Os principais temas explorados por notícias falsas tiveram um alcance significativo nas redes durante a reta final da campanha, mostra um estudo feito pela Diretoria de Análises de Políticas Públicas da Fundação Getulio Vargas (FGVDAPP). As notícias sobre fraudes na eleição lideraram a repercussão no Facebook, no Twitter e no YouTube, seguida pela discussão sobre o “kit gay”.

Os boatos sobre a confiabilidade da urna eletrônica e supostas fraudes nas eleições monopolizaram as discussões no YouTube. Vídeos sobre o tema somaram mais de 37,5 milhões de visualizações. No Facebook, 50 links de notícias falsas sobre o assunto superaram 3,3 milhões de interações—soma de curtidas, comentários e compartilhamentos na rede social. Já no Twitter, houve 1,1 milhão de menções ao assunto, segundo os dados compilados pelos pesquisadores.
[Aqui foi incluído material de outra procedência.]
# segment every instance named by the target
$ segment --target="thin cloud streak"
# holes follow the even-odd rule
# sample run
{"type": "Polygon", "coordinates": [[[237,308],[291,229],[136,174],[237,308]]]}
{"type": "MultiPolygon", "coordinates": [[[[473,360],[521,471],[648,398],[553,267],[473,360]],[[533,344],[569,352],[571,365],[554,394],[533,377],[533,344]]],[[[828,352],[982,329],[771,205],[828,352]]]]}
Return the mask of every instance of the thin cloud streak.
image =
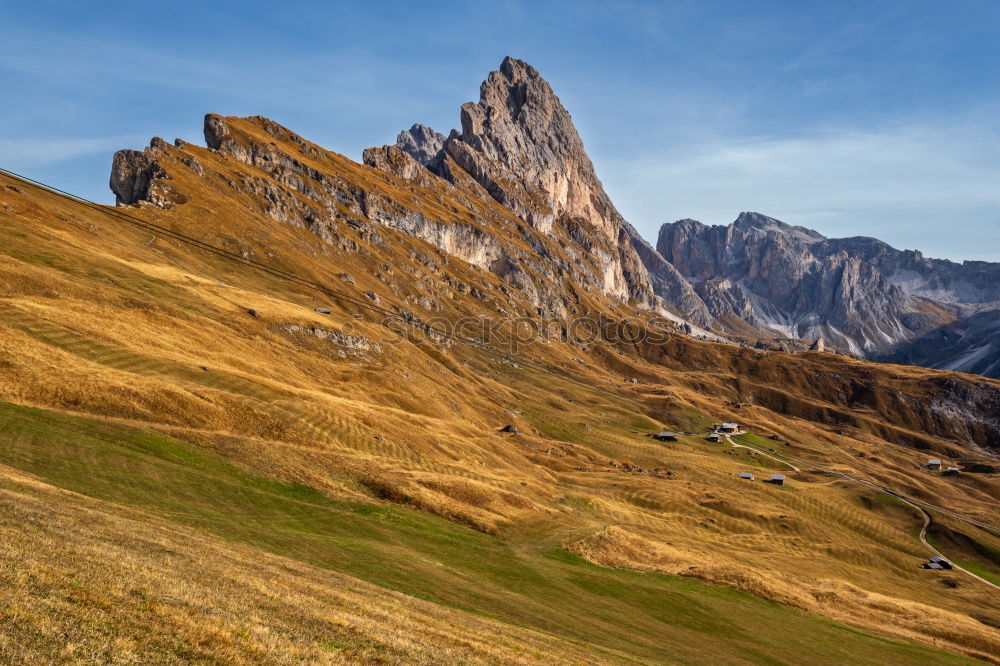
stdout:
{"type": "MultiPolygon", "coordinates": [[[[988,117],[988,114],[979,114],[988,117]]],[[[662,222],[728,224],[754,210],[830,236],[872,235],[949,258],[1000,260],[1000,134],[968,118],[884,131],[715,138],[598,168],[623,214],[655,238],[662,222]],[[601,168],[603,167],[603,168],[601,168]],[[956,244],[961,222],[978,241],[956,244]],[[964,248],[964,249],[960,249],[964,248]]]]}

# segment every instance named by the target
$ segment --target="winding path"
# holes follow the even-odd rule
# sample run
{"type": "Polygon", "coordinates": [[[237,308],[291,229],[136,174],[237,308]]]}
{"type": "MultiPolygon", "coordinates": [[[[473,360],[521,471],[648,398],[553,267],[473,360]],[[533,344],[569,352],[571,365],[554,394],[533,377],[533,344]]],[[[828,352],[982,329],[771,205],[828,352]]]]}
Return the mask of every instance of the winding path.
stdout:
{"type": "MultiPolygon", "coordinates": [[[[739,433],[737,433],[737,434],[739,434],[739,433]]],[[[764,453],[760,449],[755,449],[754,447],[747,446],[746,444],[737,444],[729,436],[729,433],[726,433],[726,441],[729,442],[730,444],[732,444],[734,448],[737,448],[737,449],[749,449],[751,451],[756,451],[757,453],[759,453],[762,456],[765,456],[767,458],[770,458],[771,460],[776,460],[776,461],[780,462],[782,465],[788,465],[789,467],[791,467],[792,469],[794,469],[796,472],[801,472],[802,471],[801,469],[799,469],[798,467],[796,467],[792,463],[788,462],[787,460],[782,460],[781,458],[776,458],[775,456],[772,456],[770,453],[764,453]]]]}
{"type": "MultiPolygon", "coordinates": [[[[902,497],[899,497],[898,495],[896,497],[898,497],[900,500],[902,500],[902,501],[906,502],[907,504],[909,504],[910,506],[912,506],[914,509],[916,509],[917,511],[920,512],[921,516],[923,516],[924,526],[920,528],[920,543],[924,544],[924,546],[927,547],[927,550],[931,551],[932,553],[934,553],[938,557],[941,557],[941,558],[944,558],[944,559],[948,560],[948,558],[945,557],[945,555],[942,554],[941,551],[939,551],[937,548],[935,548],[934,546],[932,546],[927,541],[927,528],[931,526],[931,514],[927,513],[927,511],[923,507],[917,506],[913,502],[907,501],[907,500],[903,499],[902,497]]],[[[964,569],[964,568],[958,566],[957,564],[955,564],[951,560],[948,560],[948,562],[951,563],[951,566],[952,566],[953,569],[961,571],[962,573],[966,574],[967,576],[972,576],[973,578],[975,578],[976,580],[980,581],[981,583],[986,583],[990,587],[995,587],[996,589],[1000,590],[1000,585],[997,585],[996,583],[988,581],[985,578],[983,578],[982,576],[979,576],[977,574],[972,573],[968,569],[964,569]]]]}
{"type": "MultiPolygon", "coordinates": [[[[736,433],[736,434],[739,434],[739,433],[736,433]]],[[[792,463],[788,462],[787,460],[782,460],[782,459],[777,458],[775,456],[772,456],[772,455],[770,455],[768,453],[764,453],[760,449],[754,448],[752,446],[747,446],[745,444],[736,444],[731,439],[731,436],[730,436],[729,433],[725,434],[725,438],[726,438],[726,441],[729,442],[730,444],[732,444],[734,447],[740,447],[740,448],[750,449],[752,451],[756,451],[757,453],[759,453],[762,456],[767,456],[768,458],[771,458],[772,460],[777,460],[778,462],[782,462],[782,463],[788,465],[789,467],[791,467],[792,469],[794,469],[796,472],[802,471],[798,467],[796,467],[795,465],[793,465],[792,463]]],[[[824,470],[824,471],[828,471],[828,470],[824,470]]],[[[849,476],[844,475],[844,474],[838,474],[838,476],[843,476],[845,478],[850,478],[853,481],[859,481],[861,483],[864,483],[865,485],[873,486],[877,490],[879,490],[880,492],[886,493],[888,495],[892,495],[893,497],[899,499],[900,501],[905,502],[906,504],[912,506],[914,509],[916,509],[917,511],[920,512],[920,515],[921,515],[921,517],[924,520],[924,525],[923,525],[923,527],[920,528],[920,542],[922,544],[924,544],[924,546],[927,548],[927,550],[931,551],[932,553],[934,553],[938,557],[942,557],[942,558],[948,560],[948,562],[951,564],[952,568],[955,569],[956,571],[961,571],[965,575],[971,576],[971,577],[975,578],[976,580],[978,580],[981,583],[985,583],[986,585],[989,585],[992,588],[1000,590],[1000,585],[997,585],[996,583],[994,583],[992,581],[986,580],[982,576],[980,576],[978,574],[974,574],[971,571],[969,571],[968,569],[965,569],[965,568],[960,567],[959,565],[955,564],[950,559],[948,559],[948,557],[946,557],[943,553],[941,553],[941,551],[939,551],[937,548],[935,548],[934,546],[932,546],[930,544],[930,542],[927,541],[927,528],[929,528],[931,526],[931,514],[928,513],[927,510],[924,509],[924,507],[920,506],[919,504],[916,504],[915,502],[911,502],[906,497],[903,497],[903,496],[899,495],[898,493],[895,493],[895,492],[889,490],[888,488],[884,488],[884,487],[881,487],[881,486],[876,486],[875,484],[872,484],[870,482],[866,482],[866,481],[863,481],[861,479],[856,479],[854,477],[849,477],[849,476]]]]}

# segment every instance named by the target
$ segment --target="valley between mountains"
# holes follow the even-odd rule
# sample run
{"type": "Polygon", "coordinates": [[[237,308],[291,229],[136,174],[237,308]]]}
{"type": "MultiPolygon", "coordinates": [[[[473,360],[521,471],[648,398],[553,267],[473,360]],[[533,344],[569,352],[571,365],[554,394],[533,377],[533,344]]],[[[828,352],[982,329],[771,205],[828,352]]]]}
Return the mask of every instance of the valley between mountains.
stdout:
{"type": "Polygon", "coordinates": [[[654,247],[534,68],[480,92],[0,174],[0,661],[1000,664],[916,508],[1000,583],[996,266],[654,247]]]}

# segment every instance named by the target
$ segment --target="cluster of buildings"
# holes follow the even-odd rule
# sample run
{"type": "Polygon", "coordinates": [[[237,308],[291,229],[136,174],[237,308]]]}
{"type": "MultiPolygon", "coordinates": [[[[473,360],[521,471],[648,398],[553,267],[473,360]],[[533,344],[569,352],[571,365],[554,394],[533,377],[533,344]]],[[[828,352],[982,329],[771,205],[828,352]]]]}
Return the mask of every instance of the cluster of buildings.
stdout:
{"type": "Polygon", "coordinates": [[[944,463],[941,462],[941,460],[939,458],[931,458],[930,460],[927,461],[927,464],[925,465],[925,467],[927,469],[940,470],[940,471],[944,472],[945,474],[958,474],[958,473],[960,473],[962,471],[962,470],[960,470],[957,467],[952,467],[950,465],[946,466],[944,463]]]}
{"type": "MultiPolygon", "coordinates": [[[[740,479],[745,479],[747,481],[753,481],[754,476],[750,472],[740,472],[736,475],[740,479]]],[[[772,474],[770,479],[765,479],[764,483],[773,483],[776,486],[785,485],[785,475],[784,474],[772,474]]]]}
{"type": "Polygon", "coordinates": [[[931,559],[923,563],[922,568],[924,569],[934,569],[940,571],[941,569],[951,569],[951,562],[944,559],[943,557],[938,557],[935,555],[931,559]]]}

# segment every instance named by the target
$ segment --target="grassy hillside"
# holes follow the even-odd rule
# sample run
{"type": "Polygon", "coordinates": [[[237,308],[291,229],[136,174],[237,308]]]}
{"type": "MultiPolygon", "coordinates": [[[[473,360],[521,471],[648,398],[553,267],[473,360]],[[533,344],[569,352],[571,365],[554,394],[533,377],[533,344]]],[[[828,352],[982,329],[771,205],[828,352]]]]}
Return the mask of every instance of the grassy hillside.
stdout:
{"type": "MultiPolygon", "coordinates": [[[[517,235],[503,211],[482,223],[449,191],[432,193],[431,204],[426,191],[389,174],[340,156],[313,159],[298,144],[272,139],[331,179],[411,202],[442,223],[517,235]]],[[[269,208],[276,193],[299,203],[306,197],[216,152],[190,144],[170,150],[166,182],[183,196],[173,208],[129,214],[411,318],[537,316],[530,294],[359,210],[349,211],[356,225],[319,230],[279,219],[269,208]],[[192,159],[204,175],[189,168],[192,159]],[[264,196],[248,183],[277,189],[264,196]]],[[[552,251],[569,260],[563,249],[552,251]]],[[[674,334],[648,347],[557,336],[511,361],[412,328],[400,335],[398,321],[387,324],[357,301],[9,179],[0,183],[0,254],[0,463],[17,479],[11,506],[34,516],[31,524],[52,534],[76,526],[66,556],[27,568],[58,571],[53,589],[63,596],[74,596],[70,575],[114,580],[87,553],[135,561],[116,570],[124,589],[140,572],[155,578],[166,548],[177,554],[171,571],[194,579],[186,598],[206,599],[190,617],[229,608],[223,634],[272,618],[265,625],[273,643],[255,634],[263,642],[254,649],[264,652],[239,652],[237,642],[237,652],[225,653],[246,660],[343,657],[322,650],[325,632],[340,636],[330,618],[343,612],[343,599],[313,601],[336,597],[324,587],[333,585],[426,601],[406,597],[365,615],[373,629],[358,640],[401,662],[555,654],[653,662],[950,658],[924,648],[1000,661],[995,591],[958,572],[921,570],[928,553],[912,508],[705,438],[711,423],[738,420],[755,433],[745,439],[754,446],[996,522],[996,475],[920,468],[929,455],[949,462],[989,455],[981,445],[991,415],[975,401],[992,390],[989,380],[674,334]],[[519,433],[498,432],[507,424],[519,433]],[[648,437],[662,427],[687,434],[675,443],[648,437]],[[789,484],[744,482],[736,478],[744,470],[786,471],[789,484]],[[31,493],[44,494],[44,503],[30,502],[31,493]],[[132,531],[172,545],[146,550],[145,541],[119,540],[132,531]],[[216,586],[230,557],[246,563],[246,580],[227,576],[216,586]],[[252,573],[255,563],[269,573],[252,573]],[[286,566],[293,571],[272,573],[286,566]],[[308,629],[277,617],[291,601],[260,596],[272,578],[282,590],[308,581],[308,594],[295,602],[308,629]],[[254,610],[225,605],[237,588],[254,610]],[[394,615],[405,627],[393,628],[394,615]],[[426,635],[417,628],[422,617],[426,635]],[[440,633],[450,622],[441,618],[450,617],[482,624],[463,642],[440,633]],[[511,641],[499,652],[491,652],[492,622],[511,641]]],[[[558,286],[581,312],[637,314],[569,282],[558,286]]],[[[32,530],[12,535],[20,552],[32,548],[32,530]]],[[[966,536],[942,537],[942,550],[992,570],[995,540],[966,536]]],[[[160,603],[173,603],[164,580],[156,585],[160,603]]],[[[27,610],[17,617],[28,622],[6,625],[5,649],[26,640],[11,633],[15,627],[37,634],[31,655],[57,654],[64,631],[83,632],[86,650],[112,649],[118,630],[108,606],[138,613],[144,603],[98,595],[92,601],[105,608],[103,624],[88,629],[80,618],[97,613],[93,606],[64,615],[75,606],[32,606],[31,594],[18,602],[27,610]]],[[[176,630],[157,626],[162,637],[176,630]]],[[[142,644],[138,629],[127,631],[142,644]]],[[[194,629],[185,636],[201,640],[194,629]]],[[[179,660],[212,655],[209,647],[149,649],[179,660]]],[[[344,649],[349,657],[369,654],[365,645],[344,649]]]]}
{"type": "Polygon", "coordinates": [[[12,660],[56,656],[51,637],[67,632],[60,656],[80,659],[433,662],[444,643],[456,658],[483,661],[550,662],[558,654],[586,662],[963,663],[724,587],[597,567],[560,548],[405,508],[336,501],[163,435],[3,404],[0,442],[7,639],[0,654],[12,660]],[[82,532],[86,538],[77,538],[82,532]],[[116,580],[123,560],[127,580],[116,580]],[[213,571],[225,573],[215,579],[213,571]],[[171,598],[178,582],[182,596],[197,600],[192,606],[171,598]],[[296,585],[336,601],[324,599],[320,610],[309,608],[308,594],[283,599],[298,615],[321,616],[293,621],[268,602],[296,585]],[[252,614],[214,606],[233,591],[253,604],[252,614]],[[357,604],[359,595],[370,606],[351,608],[353,622],[336,622],[343,597],[357,604]],[[439,606],[504,626],[465,616],[467,630],[421,629],[394,640],[399,623],[419,622],[413,616],[431,615],[440,626],[449,611],[439,606]],[[40,615],[44,626],[25,622],[40,615]],[[199,626],[206,616],[208,626],[199,626]],[[507,638],[489,644],[490,631],[507,638]],[[118,636],[113,645],[104,632],[118,636]]]}

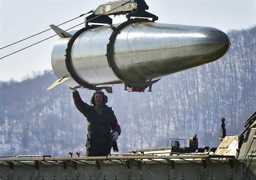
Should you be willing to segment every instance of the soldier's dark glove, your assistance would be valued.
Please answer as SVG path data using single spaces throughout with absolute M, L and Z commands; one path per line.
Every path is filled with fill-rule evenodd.
M 111 139 L 111 140 L 114 141 L 115 141 L 116 140 L 117 140 L 117 139 L 118 138 L 118 133 L 116 131 L 115 131 L 113 133 L 112 136 L 112 138 Z
M 69 89 L 71 89 L 72 90 L 72 91 L 73 92 L 75 92 L 76 91 L 76 88 L 75 88 L 74 87 L 70 87 L 69 86 L 68 86 L 68 87 L 69 87 Z

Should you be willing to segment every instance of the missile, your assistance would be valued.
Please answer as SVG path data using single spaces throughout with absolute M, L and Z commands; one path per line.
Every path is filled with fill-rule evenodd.
M 109 93 L 112 87 L 120 85 L 140 92 L 149 87 L 150 91 L 152 85 L 163 77 L 213 62 L 230 45 L 227 35 L 215 28 L 145 18 L 86 25 L 70 32 L 51 27 L 60 36 L 51 57 L 58 79 L 48 89 L 63 83 Z

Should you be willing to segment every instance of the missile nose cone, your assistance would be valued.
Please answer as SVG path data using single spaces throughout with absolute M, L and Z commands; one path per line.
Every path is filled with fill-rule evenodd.
M 230 41 L 224 32 L 213 28 L 202 30 L 203 39 L 198 38 L 194 44 L 198 57 L 204 63 L 212 62 L 221 57 L 229 49 Z

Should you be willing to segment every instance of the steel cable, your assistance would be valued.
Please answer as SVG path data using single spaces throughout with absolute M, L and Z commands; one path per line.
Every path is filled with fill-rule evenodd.
M 82 17 L 82 16 L 84 16 L 84 15 L 85 15 L 86 14 L 88 14 L 93 12 L 94 11 L 94 10 L 91 10 L 89 12 L 87 12 L 86 13 L 83 14 L 81 14 L 80 16 L 79 16 L 77 17 L 76 18 L 74 18 L 73 19 L 72 19 L 72 20 L 68 20 L 68 21 L 66 21 L 66 22 L 64 22 L 63 23 L 60 24 L 56 26 L 56 27 L 58 27 L 58 26 L 60 26 L 62 25 L 62 24 L 64 24 L 67 23 L 67 22 L 70 22 L 70 21 L 73 21 L 73 20 L 74 20 L 75 19 L 77 19 L 78 18 L 80 18 L 80 17 Z M 7 45 L 6 46 L 3 47 L 1 47 L 1 48 L 0 48 L 0 50 L 2 49 L 5 48 L 6 47 L 8 47 L 10 46 L 11 46 L 12 45 L 13 45 L 14 44 L 17 44 L 18 43 L 19 43 L 20 42 L 21 42 L 22 41 L 24 41 L 25 40 L 27 40 L 28 39 L 29 39 L 29 38 L 32 38 L 32 37 L 33 37 L 34 36 L 36 36 L 38 35 L 38 34 L 41 34 L 42 33 L 44 33 L 44 32 L 46 32 L 47 31 L 48 31 L 49 30 L 51 30 L 53 28 L 49 28 L 48 30 L 45 30 L 44 31 L 42 31 L 42 32 L 39 32 L 38 33 L 37 33 L 37 34 L 34 34 L 34 35 L 32 35 L 32 36 L 30 36 L 28 37 L 28 38 L 26 38 L 25 39 L 23 39 L 22 40 L 19 40 L 18 41 L 17 41 L 17 42 L 15 42 L 13 43 L 12 44 L 9 44 L 9 45 Z
M 112 10 L 110 10 L 110 11 L 108 11 L 107 12 L 105 12 L 104 13 L 102 14 L 100 14 L 100 15 L 98 15 L 98 16 L 95 16 L 95 17 L 94 17 L 94 18 L 91 18 L 91 19 L 90 19 L 88 20 L 87 20 L 87 21 L 85 21 L 85 22 L 82 22 L 82 23 L 80 23 L 80 24 L 78 24 L 78 25 L 76 25 L 76 26 L 73 26 L 72 27 L 70 28 L 69 28 L 69 29 L 68 29 L 67 30 L 64 30 L 64 31 L 62 31 L 62 32 L 60 32 L 60 33 L 58 33 L 58 34 L 55 34 L 55 35 L 52 36 L 50 36 L 50 37 L 48 37 L 48 38 L 46 38 L 46 39 L 44 39 L 44 40 L 41 40 L 41 41 L 40 41 L 38 42 L 36 42 L 36 43 L 34 43 L 34 44 L 32 44 L 32 45 L 29 45 L 29 46 L 27 46 L 27 47 L 24 47 L 24 48 L 21 49 L 20 49 L 20 50 L 18 50 L 18 51 L 15 51 L 15 52 L 13 52 L 13 53 L 11 53 L 10 54 L 8 54 L 8 55 L 5 55 L 5 56 L 3 56 L 3 57 L 0 57 L 0 59 L 3 59 L 3 58 L 5 58 L 5 57 L 8 57 L 8 56 L 9 56 L 9 55 L 12 55 L 13 54 L 15 54 L 15 53 L 17 53 L 17 52 L 19 52 L 19 51 L 22 51 L 22 50 L 24 50 L 24 49 L 26 49 L 26 48 L 28 48 L 28 47 L 30 47 L 32 46 L 33 46 L 33 45 L 35 45 L 36 44 L 39 44 L 39 43 L 40 43 L 40 42 L 43 42 L 43 41 L 45 41 L 45 40 L 48 40 L 48 39 L 50 39 L 50 38 L 52 38 L 52 37 L 54 37 L 54 36 L 57 36 L 57 35 L 59 35 L 59 34 L 61 34 L 61 33 L 63 33 L 63 32 L 66 32 L 66 31 L 68 31 L 68 30 L 70 30 L 70 29 L 72 29 L 72 28 L 75 28 L 75 27 L 76 27 L 76 26 L 78 26 L 80 25 L 81 25 L 81 24 L 84 24 L 84 23 L 85 23 L 87 22 L 90 22 L 90 21 L 91 21 L 91 20 L 94 20 L 94 19 L 96 19 L 96 18 L 98 18 L 98 17 L 100 17 L 100 16 L 101 16 L 104 15 L 104 14 L 106 14 L 106 13 L 109 13 L 109 12 L 110 12 L 110 11 L 113 11 L 113 10 L 115 10 L 115 9 L 117 9 L 118 8 L 120 8 L 120 7 L 122 6 L 124 6 L 124 5 L 125 5 L 125 4 L 127 4 L 130 3 L 130 2 L 131 2 L 131 0 L 130 0 L 130 1 L 128 1 L 128 2 L 125 2 L 125 3 L 124 3 L 124 4 L 121 4 L 121 5 L 119 6 L 118 6 L 118 7 L 117 7 L 116 8 L 114 8 L 114 9 L 112 9 Z

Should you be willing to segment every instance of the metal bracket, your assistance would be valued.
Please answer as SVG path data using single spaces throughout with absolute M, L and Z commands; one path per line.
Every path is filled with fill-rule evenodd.
M 202 165 L 204 169 L 206 169 L 206 162 L 207 161 L 206 159 L 202 160 Z
M 173 160 L 170 160 L 169 159 L 167 160 L 167 161 L 169 162 L 169 164 L 170 166 L 171 167 L 172 169 L 174 168 L 174 164 L 175 162 Z
M 138 10 L 137 11 L 128 13 L 126 16 L 127 18 L 130 20 L 131 17 L 152 18 L 153 22 L 158 20 L 158 17 L 152 14 L 147 12 L 144 10 Z
M 10 168 L 10 170 L 13 170 L 13 162 L 12 161 L 9 161 L 8 162 L 9 163 L 9 167 Z
M 62 166 L 64 170 L 67 169 L 67 162 L 66 161 L 62 161 Z
M 95 162 L 96 164 L 96 167 L 98 169 L 100 169 L 100 161 L 99 160 L 96 160 Z
M 77 162 L 76 161 L 73 161 L 73 166 L 74 169 L 76 169 L 77 168 Z
M 139 169 L 141 169 L 141 164 L 142 164 L 142 163 L 141 162 L 141 161 L 140 161 L 139 160 L 136 160 L 136 163 L 137 164 L 137 166 L 138 166 L 138 168 Z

Os boatos sobre o “kit gay” — suposta distribuição de livros sobre educação sexual para alunos de seis anos —tiveram ampla repercussão no Facebook e no Twitter. No primeiro, houve 2,3 milhões de interações, enquanto no microblog foi mencionado 1 milhão de vezes. Os dois boatos motivaram reações da Justiça Eleitoral. No caso da segurança das eleições, a presidente do Tribunal Superior Eleitoral (TSE), ministra Rosa Weber, convocou uma entrevista coletiva, durante o primeiro turno, para atestar a confiabilidade do sistema eleitoral, diante da avalanche de informações falsas sobre problemas com as urnas eletrônicas ao longo do dia de votação.

Cardápio extenso

Já a questão do “kit gay” motivou uma decisão do ministro Carlos Horbach, do TSE, que determinou a exclusão de vídeos divulgados no Facebook e YouTube por Jair Bolsonaro com acusações sobre a suposta distribuição do material em escolas públicas durante a gestão de Fernando Haddad (PT) à frente do Ministério da Educação. Outros temas frequentes para fake news tiveram repercussão muito menor nas redes. Estão entre eles a história de que a facada em Bolsonaro teria sido uma farsa para ocultar uma cirurgia contra um câncer; as alegações quanto ao conteúdo de um livro escrito por Haddad; ou a mudança da padroeira do Brasil, falsamente atribuída como uma proposta de Bolsonaro.

Nova era

Para Marco Aurélio Ruediger, diretor da FGV-DAPP, a propagação de notícias falsas foi um fator importante para a definição dos campos político-ideológicos que polarizaram a eleição — o petismo e bolsonarismo. Ele afirma ainda que a repercussão desse tipo de informação tomou o espaço do debate propositivo. —Os boatos foram muito utilizados como uma distinção ideológica de um campo em relação ao outro.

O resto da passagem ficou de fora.